僕の眼前。横たわるヌルに、蔦を波のように揺らすノインの姿が。
その姿はボロボロ。だけど……どういう生態系をしてるんだろ?
ううん。きっと植物だからかな?
ノインがヌルを捕食すると、その傷が嘘だったかのように綺麗になくなってしまう。
そんなノインの勝利に安堵を覚えながらも僕は、次に蛇の骨を被ったタナストシアへと視線を投じた。
相も変わらずピンピンとした様子のタナストシア。
その相手を務めるのは、白髪化したアリエル。
アリエルは、小さな鎌のような形をしたムセルを両手に持ち、タナストシアに振り回していた。
でも、優勢なのはタナストシアの方。

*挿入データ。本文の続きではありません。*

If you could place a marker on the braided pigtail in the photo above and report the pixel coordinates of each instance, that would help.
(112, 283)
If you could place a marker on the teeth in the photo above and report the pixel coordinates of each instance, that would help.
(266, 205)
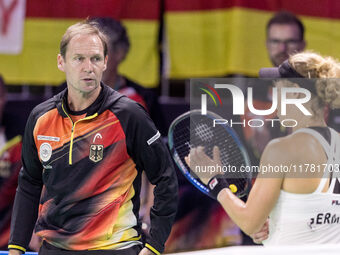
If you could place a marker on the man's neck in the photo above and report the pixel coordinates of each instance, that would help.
(80, 101)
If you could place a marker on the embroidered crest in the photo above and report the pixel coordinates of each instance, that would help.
(96, 152)
(45, 152)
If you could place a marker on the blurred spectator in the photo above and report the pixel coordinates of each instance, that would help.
(285, 36)
(10, 165)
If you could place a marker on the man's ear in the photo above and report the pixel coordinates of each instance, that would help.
(61, 62)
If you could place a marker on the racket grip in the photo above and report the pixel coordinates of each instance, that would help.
(216, 184)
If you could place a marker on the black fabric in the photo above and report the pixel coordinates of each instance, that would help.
(48, 249)
(147, 157)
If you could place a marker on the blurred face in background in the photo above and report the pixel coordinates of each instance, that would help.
(84, 63)
(282, 41)
(2, 98)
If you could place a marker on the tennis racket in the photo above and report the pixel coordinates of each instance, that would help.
(192, 129)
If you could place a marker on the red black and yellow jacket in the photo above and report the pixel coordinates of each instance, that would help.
(82, 179)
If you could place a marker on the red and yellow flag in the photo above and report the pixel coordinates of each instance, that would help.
(47, 20)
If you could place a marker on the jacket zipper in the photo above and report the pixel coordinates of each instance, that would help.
(73, 129)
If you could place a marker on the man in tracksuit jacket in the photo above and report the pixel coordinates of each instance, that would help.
(83, 154)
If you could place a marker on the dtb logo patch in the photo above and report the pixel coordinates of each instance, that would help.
(96, 152)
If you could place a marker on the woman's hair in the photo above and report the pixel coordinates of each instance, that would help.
(327, 72)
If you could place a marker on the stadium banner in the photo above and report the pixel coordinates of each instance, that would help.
(12, 16)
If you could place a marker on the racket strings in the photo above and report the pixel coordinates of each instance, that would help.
(198, 131)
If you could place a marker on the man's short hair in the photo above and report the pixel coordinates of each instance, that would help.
(285, 17)
(84, 28)
(114, 31)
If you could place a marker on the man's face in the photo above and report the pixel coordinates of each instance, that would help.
(282, 41)
(84, 63)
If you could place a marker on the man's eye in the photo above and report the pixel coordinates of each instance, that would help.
(96, 59)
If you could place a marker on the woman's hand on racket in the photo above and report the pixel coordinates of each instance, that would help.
(199, 162)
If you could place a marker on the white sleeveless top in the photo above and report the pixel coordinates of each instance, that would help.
(314, 218)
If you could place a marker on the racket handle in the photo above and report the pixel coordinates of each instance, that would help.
(216, 184)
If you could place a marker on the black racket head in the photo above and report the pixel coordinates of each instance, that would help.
(192, 129)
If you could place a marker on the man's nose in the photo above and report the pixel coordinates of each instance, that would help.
(88, 66)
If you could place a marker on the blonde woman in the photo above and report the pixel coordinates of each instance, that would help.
(305, 209)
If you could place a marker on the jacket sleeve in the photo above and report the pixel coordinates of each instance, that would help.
(26, 203)
(150, 154)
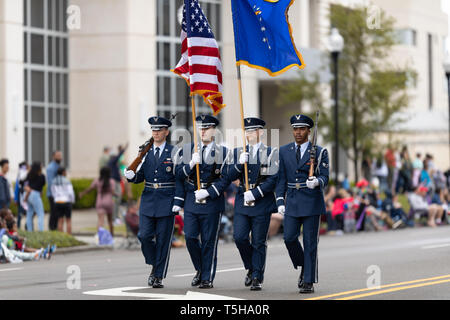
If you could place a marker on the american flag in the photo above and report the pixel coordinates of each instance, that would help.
(200, 63)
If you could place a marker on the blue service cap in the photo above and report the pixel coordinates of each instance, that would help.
(254, 123)
(157, 123)
(206, 121)
(300, 120)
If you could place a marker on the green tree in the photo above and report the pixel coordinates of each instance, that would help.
(371, 90)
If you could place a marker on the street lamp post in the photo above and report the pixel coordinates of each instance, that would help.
(336, 45)
(447, 73)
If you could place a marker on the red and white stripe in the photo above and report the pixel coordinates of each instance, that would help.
(201, 67)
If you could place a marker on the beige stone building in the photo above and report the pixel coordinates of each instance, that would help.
(95, 83)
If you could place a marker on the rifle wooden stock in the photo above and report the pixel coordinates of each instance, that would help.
(312, 155)
(312, 159)
(142, 152)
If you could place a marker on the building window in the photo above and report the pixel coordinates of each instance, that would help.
(172, 91)
(406, 37)
(46, 77)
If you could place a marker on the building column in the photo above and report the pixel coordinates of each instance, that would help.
(11, 79)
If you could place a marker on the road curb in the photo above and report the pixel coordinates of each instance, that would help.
(92, 234)
(89, 247)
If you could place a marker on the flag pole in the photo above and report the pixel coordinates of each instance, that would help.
(242, 124)
(197, 167)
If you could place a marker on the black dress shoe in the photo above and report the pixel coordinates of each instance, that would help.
(196, 280)
(248, 279)
(151, 278)
(300, 280)
(158, 283)
(307, 288)
(205, 284)
(256, 285)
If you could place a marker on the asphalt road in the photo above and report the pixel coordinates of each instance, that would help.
(409, 263)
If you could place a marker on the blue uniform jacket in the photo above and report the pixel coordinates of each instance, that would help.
(265, 170)
(158, 202)
(215, 163)
(301, 201)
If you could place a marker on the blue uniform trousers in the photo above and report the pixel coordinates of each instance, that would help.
(307, 258)
(202, 234)
(253, 253)
(155, 235)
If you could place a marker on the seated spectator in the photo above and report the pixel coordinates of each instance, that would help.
(392, 207)
(419, 206)
(329, 195)
(438, 198)
(369, 205)
(64, 197)
(349, 217)
(8, 247)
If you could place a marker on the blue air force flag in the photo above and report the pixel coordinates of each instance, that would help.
(263, 35)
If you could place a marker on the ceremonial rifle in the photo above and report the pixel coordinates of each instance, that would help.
(312, 155)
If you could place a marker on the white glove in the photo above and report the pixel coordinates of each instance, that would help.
(176, 209)
(243, 158)
(195, 160)
(201, 194)
(248, 196)
(129, 174)
(312, 182)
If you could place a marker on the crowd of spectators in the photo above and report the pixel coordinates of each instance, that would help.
(395, 192)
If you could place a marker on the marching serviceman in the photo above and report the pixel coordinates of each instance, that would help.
(300, 199)
(162, 198)
(203, 208)
(253, 208)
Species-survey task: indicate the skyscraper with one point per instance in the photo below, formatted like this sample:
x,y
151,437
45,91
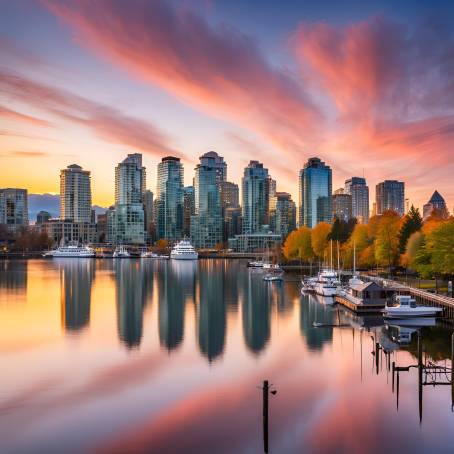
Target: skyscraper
x,y
390,195
282,214
358,189
169,199
188,209
207,222
342,205
315,188
255,193
14,207
230,195
129,213
436,202
75,194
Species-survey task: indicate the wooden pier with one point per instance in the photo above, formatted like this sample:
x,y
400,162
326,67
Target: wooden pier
x,y
422,296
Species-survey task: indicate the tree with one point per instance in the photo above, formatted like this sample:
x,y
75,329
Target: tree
x,y
412,223
319,238
298,245
387,240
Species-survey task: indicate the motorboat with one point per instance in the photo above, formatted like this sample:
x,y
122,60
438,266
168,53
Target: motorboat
x,y
275,274
327,283
255,264
405,307
71,251
153,255
184,250
121,252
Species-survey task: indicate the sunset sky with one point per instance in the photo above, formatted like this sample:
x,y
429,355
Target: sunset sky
x,y
368,86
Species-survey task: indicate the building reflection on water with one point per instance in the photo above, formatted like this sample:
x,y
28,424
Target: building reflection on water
x,y
212,310
256,309
313,310
76,280
133,288
176,285
13,275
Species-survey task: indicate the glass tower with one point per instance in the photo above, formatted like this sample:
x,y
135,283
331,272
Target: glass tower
x,y
255,197
390,195
358,189
315,188
129,214
207,222
169,199
75,194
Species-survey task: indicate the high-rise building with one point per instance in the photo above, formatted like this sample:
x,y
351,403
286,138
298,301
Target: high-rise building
x,y
42,217
282,214
436,202
148,204
14,208
129,213
255,187
230,195
169,199
315,188
342,205
207,222
212,159
390,195
75,194
358,189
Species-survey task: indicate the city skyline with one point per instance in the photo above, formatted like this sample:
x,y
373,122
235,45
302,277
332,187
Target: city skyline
x,y
68,94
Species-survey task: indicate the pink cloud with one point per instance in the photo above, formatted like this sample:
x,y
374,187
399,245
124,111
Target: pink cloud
x,y
10,114
106,122
220,71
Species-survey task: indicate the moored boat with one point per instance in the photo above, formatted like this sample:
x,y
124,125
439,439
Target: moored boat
x,y
184,250
405,307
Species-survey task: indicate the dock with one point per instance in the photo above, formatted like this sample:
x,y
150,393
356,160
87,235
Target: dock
x,y
422,296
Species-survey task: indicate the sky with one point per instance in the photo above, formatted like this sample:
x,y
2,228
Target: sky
x,y
366,86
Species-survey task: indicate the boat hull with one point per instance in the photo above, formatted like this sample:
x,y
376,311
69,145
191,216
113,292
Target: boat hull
x,y
184,256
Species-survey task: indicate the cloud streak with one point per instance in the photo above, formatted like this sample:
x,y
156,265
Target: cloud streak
x,y
220,71
105,122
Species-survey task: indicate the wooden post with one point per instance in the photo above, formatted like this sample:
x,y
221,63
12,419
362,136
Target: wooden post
x,y
265,415
452,370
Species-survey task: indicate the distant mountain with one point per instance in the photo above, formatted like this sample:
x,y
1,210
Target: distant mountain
x,y
50,203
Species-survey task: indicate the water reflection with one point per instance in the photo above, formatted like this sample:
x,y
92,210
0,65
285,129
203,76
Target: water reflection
x,y
76,280
13,275
133,287
176,282
212,310
256,310
313,310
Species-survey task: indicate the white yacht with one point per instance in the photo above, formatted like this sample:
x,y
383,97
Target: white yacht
x,y
184,250
327,283
71,250
406,307
121,252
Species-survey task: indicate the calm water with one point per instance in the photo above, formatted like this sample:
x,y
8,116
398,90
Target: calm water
x,y
148,356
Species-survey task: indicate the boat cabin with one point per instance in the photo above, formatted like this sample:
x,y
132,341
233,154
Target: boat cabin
x,y
371,293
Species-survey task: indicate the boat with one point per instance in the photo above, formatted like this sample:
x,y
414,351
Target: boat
x,y
71,251
121,252
405,307
326,283
273,275
184,250
255,264
153,255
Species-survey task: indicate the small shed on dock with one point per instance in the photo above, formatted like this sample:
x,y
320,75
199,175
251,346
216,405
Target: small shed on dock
x,y
371,293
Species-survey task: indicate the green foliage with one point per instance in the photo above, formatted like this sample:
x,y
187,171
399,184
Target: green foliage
x,y
412,223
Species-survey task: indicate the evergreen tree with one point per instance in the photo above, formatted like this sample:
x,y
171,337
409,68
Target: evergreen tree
x,y
412,223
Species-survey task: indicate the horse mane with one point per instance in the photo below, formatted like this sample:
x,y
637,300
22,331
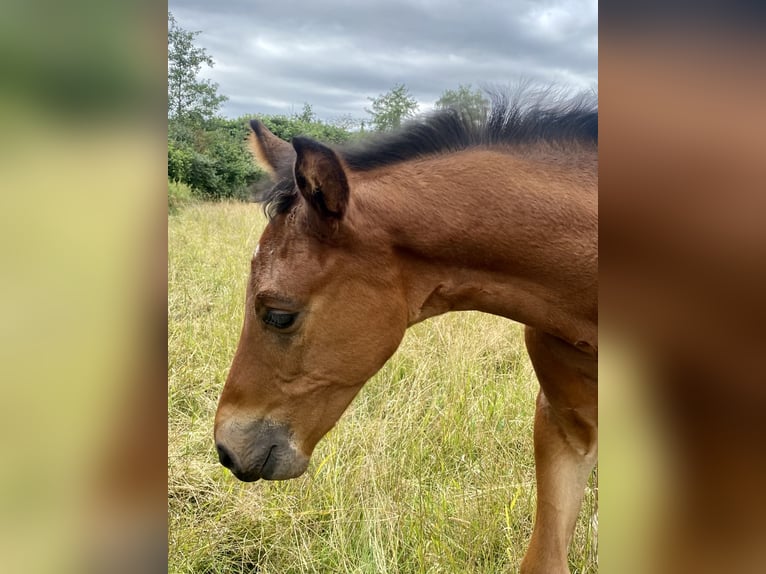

アリエルは残念ながら翻弄されて、ただただ疲労を蓄積し続けているだけのうに思える。
そんなアリエルを助太刀するべく。ルフーラも遠距離から応戦しているものの、まったく効いている様子はない……かな?
これはちょっと……。ううん、かなりやばい状態?
僕は、そう思いながらも薄らと背筋に冷たい汗を流した。
直後。
「すまんがわいちょっと休憩するわ!」
ノインが突然僕に声を掛けてきたかと思えば、返事をする間もなく、巨大な一本のロザルトの花へと姿を変えていく。
そして――いつの間にかカルマンの元から戻っていた僕の魂。
……これは、ちょっと。ううん、非常にヤバイ。
僕は心配そうに浮遊していた魂をそっと両手で包み込むと、一拍。ルフーラが張り巡らせてくれていたシールドを解除し、皆の元へと駆け寄った。